Marano echoed that thought, saying, “What’s important for [students] to know is that we were able as a school system to really deter some violence from happening. I can’t guarantee that something won’t happen today or tomorrow, but I can tell you that we have our protocols in place to keep our school safe, and that even though I was threatened, I felt safe coming to work today.
“I felt safe, and I think that’s important for students to know.”
Youth alone cannot turn the tide, though. Viscoli said the state’s political leaders have to play a role. “I would recommend our young people to tell our elected officials that [they] want them to make [their] school safe, and they can either bring TSA in and have metal detectors, which is going to cost a lot of time and take a lot of money and time away from the classroom, or start passing some gun violence prevention laws,” she said.
People, she said, should be enraged over the issue, particularly following the number of people killed and wounded in the recent shootings in Las Vegas, Nev., (58 dead, 498 injured) and at the Sutherland Springs church in Texas (26 killed).
Viscoli also stresses the importance of locking up firearms.
“It’s very important that we start educating our parents about locking up their guns. That is probably one of the safest ways we can assure there won’t be a school shooting,” she said. “Guess where [students who are committing school shootings] 90 percent of the time get their gun from? Their parents.”
García has similar hopes, and also stated the importance of increased “awareness for mental health and behavioral health issues, drug and alcohol abuse issues, because it seems that a lot of this is often tied to behavioral health issues or drug issues.
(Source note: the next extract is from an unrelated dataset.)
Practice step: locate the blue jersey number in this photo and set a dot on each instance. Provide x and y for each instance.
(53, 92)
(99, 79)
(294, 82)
“The other thing is anti-bullying [efforts]. … We have to pay attention to that at a very early age, because I think you often see where kids maybe experience these things at very young age; by the time they get to high school, it has built up to a place that is uncontainable.”
Marano’s advice is to focus on and bring more attention to the positive energy and activities happening in the world — while also acknowledging the reality and seriousness of the situation.
“It can happen at church, it can happen at the mall, it can happen at a concert, it can happen at a game,” Marano said of gun violence. “I’m not going to stop living my life because of that. You just have to have an awareness, and you just have to be alert.
“I think as a community we just got to keep a positive mindset, and keep doing good for each other and believing there’s so much good, and I see it every day.”
He said media coverage of shootings does not always help and can even influence people to consider committing similar acts: “If I’m a 15-year-old that’s lacking attention, and I see that this was able to get me some attention, that gives other people ideas, and I think that’s what you’re seeing in the world. It’s like, ‘I see it on TV, I see it in the newspaper, I see it all over. Well, why not do that so I can get attention?’ ”
García also believes that the way such events are covered impact people’s mindsets.
“I do believe that we’re getting desensitized in there’s so much information that is instantly available,” she said. “ ‘There’s a mass shooting here, there’s a mass shooting there, there’s this terrorist attack there,’ and so when you start hearing it so frequently, I think that you can become desensitized.
“I hope that we are alarmed and that we are conscious of it and that we do try to … be our brother’s keeper, that we do look out for each other, because that’s the only way I believe that we can protect each other.”